【禁存】を絵画や彫刻に封じた場合、更に一定の場所から動けないようにするために特別な処理をする必要がある。
 そこで、必要なのが建物などに特別な封印処理を施すという事になる。
 それは建物に限ったことではないが、最も多いのは建物型になっているため、名称が、【禁存館】という建物の様な名前になっているのだ。
 【ロスター】氏はこの【禁存館】で封じられている【禁存】の説明を始めた。
 名前を唱えると封印が解除される場合もあるので、ここでは【一枚目】、【二枚目】という表現で使っている。
 【一枚目】は混ざり合うという力を持った存在が封じられているらしい。
 誰彼かまわず混ざってしまうので、存在としての秩序が保てなくなるとして封じられているらしい。
 【二枚目】は、視線を浴びると記憶が消えてしまう力を持った存在が封じられているらしい。
 目を合わせただけで記憶がなくなってしまうというのは大変危険であると言える。
 【三枚目】は、ワープ現象を引き起こしてしまう存在が封じられているらしい。
 近づいただけで、どこかに飛ばされてしまうらしいので、普通に生活することは無理だろう。

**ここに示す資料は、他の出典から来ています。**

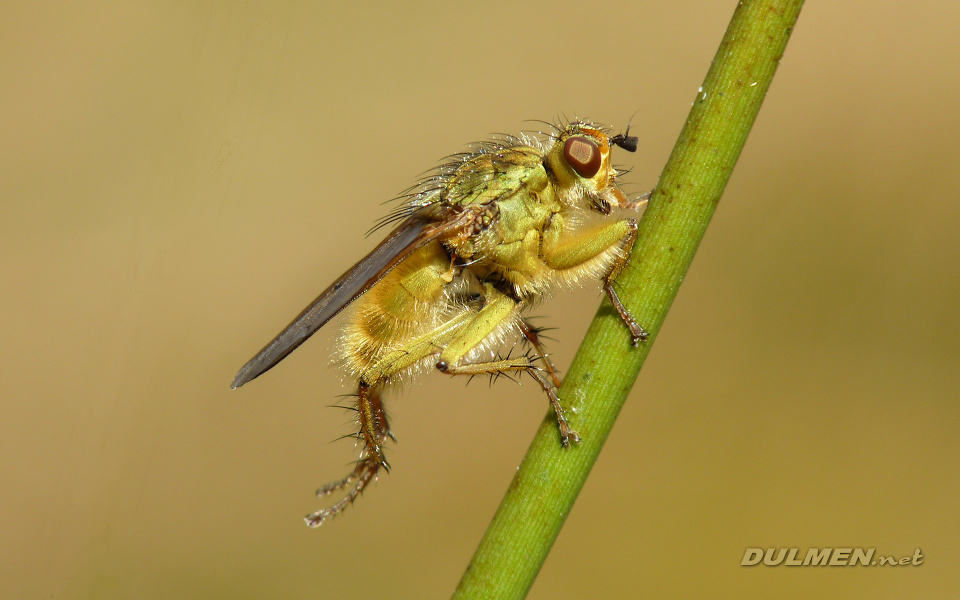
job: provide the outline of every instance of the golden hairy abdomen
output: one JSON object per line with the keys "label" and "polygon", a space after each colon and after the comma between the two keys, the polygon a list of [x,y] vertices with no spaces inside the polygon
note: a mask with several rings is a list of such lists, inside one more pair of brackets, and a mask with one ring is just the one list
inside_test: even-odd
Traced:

 【四枚目】は、近づいただけで存在が溶解してしまう存在が封じられているらしい。
 そう言えば、琴太とパーティーを組んでいた賞金稼ぎの【クイーン・ハート】は髪の毛を溶解質に変化させるという力を持っていた。
 それの超危険版であるという所だろう。
 ちなみに、カノンは【クイーン・ハート】がすでに故人となっている事は知らない。
 レッド・フューチャーという未来から来た琴太チームの助っ人アリスのサイコネットを通じて琴太チームと話した時にも琴太がはっきりと自分のチームのピンチを言わなかったためだ。
 弱味を見せないというのが琴太らしいのではあるが。
 四枚の絵画に封じられている【禁存】はどれも表の世界に解放したらパニックになりそうな存在であると言えるだろう。
 だが、それで【禁存】が不自由な思いをしているというのも【禁存】側からしたら理不尽な事かも知れない。